L’adattamento dei Paesi produttori al nuovo contesto sarà certamente più lento del necessario. Il grande bacino solare energetico programmato dal piano di Mohammed Bin Salman Vision 2030 è stato bloccato sine die lo scorso novembre, mentre la privatizzazione di Saudi Aramco è stata, ormai, un flop.
Finita la profittabilità del petrolio saudita, finita anche, di conseguenza, la relazione speciale tra Washington e Riyadh, e quindi la penetrazione Usa in Medio Oriente; ma invece inizia oggi un’epoca di forte instabilità delle relazioni tra sauditi e iraniani, dove Teheran potrebbe giocare altre carte, oltre a quelle puramente militari.
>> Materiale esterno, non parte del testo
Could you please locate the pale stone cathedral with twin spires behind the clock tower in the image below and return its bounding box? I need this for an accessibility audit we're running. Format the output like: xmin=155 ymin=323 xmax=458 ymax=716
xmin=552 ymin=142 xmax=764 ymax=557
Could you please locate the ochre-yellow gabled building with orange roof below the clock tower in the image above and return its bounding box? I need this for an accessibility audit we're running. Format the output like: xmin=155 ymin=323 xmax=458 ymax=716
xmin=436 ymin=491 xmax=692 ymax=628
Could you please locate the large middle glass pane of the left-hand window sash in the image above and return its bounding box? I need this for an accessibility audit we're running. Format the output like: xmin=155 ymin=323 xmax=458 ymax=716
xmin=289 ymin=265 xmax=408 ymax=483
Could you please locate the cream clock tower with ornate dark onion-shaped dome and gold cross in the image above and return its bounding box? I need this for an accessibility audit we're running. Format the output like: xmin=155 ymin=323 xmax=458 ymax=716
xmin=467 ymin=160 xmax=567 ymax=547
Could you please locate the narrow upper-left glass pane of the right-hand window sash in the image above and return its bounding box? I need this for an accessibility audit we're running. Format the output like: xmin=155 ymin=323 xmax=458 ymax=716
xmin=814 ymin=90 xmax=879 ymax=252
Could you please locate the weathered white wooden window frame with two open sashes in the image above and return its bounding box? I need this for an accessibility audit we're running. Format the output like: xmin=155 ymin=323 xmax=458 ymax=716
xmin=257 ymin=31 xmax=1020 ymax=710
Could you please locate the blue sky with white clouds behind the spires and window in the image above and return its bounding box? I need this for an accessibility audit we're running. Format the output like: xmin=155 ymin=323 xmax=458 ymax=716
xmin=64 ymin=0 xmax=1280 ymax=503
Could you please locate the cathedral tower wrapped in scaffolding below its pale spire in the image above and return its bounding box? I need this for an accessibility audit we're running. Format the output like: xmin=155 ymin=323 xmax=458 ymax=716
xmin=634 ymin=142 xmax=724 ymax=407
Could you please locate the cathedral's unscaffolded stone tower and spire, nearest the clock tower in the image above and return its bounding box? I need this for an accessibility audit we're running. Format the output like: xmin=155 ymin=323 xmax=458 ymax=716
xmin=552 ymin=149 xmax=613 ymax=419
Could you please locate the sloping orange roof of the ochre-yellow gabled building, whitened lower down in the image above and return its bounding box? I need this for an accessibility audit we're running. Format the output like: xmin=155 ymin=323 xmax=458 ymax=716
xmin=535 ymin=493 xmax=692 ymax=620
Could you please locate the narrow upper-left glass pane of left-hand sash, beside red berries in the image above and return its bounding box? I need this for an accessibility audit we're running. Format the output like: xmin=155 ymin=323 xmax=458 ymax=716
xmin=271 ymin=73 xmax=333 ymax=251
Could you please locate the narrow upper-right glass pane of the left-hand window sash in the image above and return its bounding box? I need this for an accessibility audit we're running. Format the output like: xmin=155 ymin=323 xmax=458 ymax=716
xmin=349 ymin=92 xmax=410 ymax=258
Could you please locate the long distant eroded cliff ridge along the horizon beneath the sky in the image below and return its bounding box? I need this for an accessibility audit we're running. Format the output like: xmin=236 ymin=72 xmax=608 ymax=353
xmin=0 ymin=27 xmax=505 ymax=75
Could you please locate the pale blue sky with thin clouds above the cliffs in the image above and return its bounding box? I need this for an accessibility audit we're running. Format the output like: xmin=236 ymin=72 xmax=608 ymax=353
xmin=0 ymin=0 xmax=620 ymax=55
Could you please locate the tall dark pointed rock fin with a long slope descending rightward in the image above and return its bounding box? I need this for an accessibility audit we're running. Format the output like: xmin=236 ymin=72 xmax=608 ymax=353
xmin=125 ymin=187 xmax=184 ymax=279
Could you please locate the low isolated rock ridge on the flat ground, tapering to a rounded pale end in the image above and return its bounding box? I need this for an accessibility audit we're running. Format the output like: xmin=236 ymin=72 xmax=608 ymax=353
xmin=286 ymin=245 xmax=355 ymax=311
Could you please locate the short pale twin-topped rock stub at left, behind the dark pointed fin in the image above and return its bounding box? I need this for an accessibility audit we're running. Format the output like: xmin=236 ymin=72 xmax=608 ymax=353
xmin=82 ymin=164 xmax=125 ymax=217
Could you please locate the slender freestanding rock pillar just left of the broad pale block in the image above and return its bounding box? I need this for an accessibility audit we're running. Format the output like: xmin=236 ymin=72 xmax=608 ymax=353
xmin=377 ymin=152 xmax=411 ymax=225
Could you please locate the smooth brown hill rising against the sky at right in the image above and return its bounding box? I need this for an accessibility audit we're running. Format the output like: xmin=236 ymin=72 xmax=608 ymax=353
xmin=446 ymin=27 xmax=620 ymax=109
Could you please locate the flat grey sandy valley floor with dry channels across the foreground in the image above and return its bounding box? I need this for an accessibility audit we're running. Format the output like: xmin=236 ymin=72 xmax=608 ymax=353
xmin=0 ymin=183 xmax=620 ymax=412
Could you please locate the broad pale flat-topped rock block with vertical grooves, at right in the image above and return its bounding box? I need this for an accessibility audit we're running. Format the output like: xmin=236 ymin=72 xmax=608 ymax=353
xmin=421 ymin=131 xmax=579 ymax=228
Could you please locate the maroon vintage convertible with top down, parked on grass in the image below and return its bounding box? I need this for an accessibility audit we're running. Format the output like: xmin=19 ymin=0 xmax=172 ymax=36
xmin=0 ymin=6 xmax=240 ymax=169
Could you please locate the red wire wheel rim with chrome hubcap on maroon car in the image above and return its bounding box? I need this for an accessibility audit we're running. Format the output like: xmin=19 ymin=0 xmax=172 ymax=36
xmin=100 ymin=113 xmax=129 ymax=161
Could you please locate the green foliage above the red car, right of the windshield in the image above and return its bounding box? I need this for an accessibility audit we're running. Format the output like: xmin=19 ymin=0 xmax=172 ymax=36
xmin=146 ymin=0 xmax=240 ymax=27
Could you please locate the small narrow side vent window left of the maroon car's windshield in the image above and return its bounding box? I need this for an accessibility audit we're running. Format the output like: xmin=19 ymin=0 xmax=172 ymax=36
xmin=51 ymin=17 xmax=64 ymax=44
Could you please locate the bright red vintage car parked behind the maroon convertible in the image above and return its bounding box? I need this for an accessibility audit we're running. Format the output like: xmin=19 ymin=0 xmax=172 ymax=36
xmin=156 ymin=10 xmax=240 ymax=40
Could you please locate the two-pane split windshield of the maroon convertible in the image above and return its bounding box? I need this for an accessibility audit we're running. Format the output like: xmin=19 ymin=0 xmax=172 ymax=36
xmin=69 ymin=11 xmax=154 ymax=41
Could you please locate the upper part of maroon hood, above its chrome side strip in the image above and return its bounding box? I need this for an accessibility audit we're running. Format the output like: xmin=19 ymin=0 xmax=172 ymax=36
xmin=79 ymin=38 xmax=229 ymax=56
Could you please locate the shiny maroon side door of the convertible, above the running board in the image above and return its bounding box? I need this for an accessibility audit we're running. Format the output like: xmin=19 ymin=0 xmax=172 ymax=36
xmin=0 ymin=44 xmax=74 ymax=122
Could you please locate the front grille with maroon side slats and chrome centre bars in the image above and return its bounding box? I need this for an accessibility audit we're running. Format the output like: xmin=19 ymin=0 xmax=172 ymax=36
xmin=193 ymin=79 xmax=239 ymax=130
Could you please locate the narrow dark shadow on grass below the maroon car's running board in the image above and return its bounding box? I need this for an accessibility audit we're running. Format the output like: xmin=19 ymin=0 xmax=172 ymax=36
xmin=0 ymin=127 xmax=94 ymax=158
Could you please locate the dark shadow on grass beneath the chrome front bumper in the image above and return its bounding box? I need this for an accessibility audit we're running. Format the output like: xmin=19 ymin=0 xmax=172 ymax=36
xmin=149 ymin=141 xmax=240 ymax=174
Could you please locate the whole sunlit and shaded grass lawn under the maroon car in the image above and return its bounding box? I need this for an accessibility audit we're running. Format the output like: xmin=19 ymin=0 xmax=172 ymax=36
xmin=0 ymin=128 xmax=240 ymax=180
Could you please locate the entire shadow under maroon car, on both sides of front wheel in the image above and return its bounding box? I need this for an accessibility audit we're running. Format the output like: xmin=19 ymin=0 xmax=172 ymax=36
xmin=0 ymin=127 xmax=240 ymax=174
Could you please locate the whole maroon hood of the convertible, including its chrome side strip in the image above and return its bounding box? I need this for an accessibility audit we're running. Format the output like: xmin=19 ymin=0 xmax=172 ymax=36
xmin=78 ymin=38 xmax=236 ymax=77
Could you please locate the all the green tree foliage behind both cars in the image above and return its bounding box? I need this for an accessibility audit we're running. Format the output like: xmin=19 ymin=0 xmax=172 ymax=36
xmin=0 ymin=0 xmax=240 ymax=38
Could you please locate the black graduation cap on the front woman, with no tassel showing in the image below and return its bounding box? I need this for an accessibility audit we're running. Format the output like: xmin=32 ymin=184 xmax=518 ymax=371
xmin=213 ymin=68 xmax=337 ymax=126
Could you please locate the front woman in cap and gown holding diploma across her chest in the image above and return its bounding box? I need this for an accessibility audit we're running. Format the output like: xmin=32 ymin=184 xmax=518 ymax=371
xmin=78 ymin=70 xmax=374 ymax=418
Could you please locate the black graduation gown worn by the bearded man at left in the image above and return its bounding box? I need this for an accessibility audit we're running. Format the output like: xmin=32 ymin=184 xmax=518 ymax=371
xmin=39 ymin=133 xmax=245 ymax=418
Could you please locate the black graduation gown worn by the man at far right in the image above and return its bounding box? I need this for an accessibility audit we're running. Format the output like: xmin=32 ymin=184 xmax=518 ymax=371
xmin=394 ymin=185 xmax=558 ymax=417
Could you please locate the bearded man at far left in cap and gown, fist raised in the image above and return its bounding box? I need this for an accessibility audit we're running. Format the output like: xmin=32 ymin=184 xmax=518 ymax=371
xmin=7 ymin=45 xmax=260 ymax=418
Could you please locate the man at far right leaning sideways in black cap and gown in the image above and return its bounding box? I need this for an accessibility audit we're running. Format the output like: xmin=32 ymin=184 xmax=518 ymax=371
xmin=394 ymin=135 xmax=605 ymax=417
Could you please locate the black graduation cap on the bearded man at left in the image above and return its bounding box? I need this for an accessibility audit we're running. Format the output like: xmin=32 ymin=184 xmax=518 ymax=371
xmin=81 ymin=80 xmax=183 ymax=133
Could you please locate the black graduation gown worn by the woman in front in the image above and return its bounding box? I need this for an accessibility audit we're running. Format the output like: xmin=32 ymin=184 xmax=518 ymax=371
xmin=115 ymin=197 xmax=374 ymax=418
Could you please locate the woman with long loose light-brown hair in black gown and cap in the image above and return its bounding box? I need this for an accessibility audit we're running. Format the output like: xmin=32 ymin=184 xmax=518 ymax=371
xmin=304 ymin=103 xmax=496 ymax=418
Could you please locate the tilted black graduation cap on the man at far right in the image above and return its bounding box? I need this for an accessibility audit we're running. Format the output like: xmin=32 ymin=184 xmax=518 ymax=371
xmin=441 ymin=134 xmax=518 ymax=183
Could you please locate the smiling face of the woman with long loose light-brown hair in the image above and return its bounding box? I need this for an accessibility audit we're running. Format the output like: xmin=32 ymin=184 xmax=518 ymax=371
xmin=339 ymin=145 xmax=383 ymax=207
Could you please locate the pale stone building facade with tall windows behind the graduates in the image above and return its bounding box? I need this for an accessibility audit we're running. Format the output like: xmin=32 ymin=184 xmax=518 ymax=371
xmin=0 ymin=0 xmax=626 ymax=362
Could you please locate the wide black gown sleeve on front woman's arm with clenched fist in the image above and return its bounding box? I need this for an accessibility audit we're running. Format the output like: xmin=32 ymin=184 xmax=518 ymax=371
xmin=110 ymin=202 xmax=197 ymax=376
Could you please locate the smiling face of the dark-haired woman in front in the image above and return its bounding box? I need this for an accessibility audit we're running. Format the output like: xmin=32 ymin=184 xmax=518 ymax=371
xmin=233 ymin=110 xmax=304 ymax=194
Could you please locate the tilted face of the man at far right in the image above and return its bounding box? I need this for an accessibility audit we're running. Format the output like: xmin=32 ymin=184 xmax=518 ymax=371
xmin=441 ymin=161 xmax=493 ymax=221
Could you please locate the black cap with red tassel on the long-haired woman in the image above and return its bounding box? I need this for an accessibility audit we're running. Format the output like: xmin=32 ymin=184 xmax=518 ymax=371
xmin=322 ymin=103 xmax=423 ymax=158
E, comunque, il petrolio iraniano costa, per la sua estrazione, ben di più di quello saudita.
La Federazione Russa “cade” a un prezzo al barile di 40 Usd, e se Mosca non riesce a controllare il suo interno e l’area di confine con la Cina e il Caucaso, è facilissimo immaginare cosa potrebbe succedere. Anche gli Usa non ridono.
Lo shale oil è la maggior fonte di posti di lavoro in Michigan, Arkansas e Ohio, e si tratta di Stati essenziali per la rielezione di Donald J.Trump, e sicuramente il presidente farà di tutto per sostenere i lavoratori-elettori e quegli Stati.
La fine dell’economia del petrolio è vicina, o forse è già arrivata, e nessuno può immaginare cosa succederà ai mercati energetici e alle nostre economie nel prossimo futuro.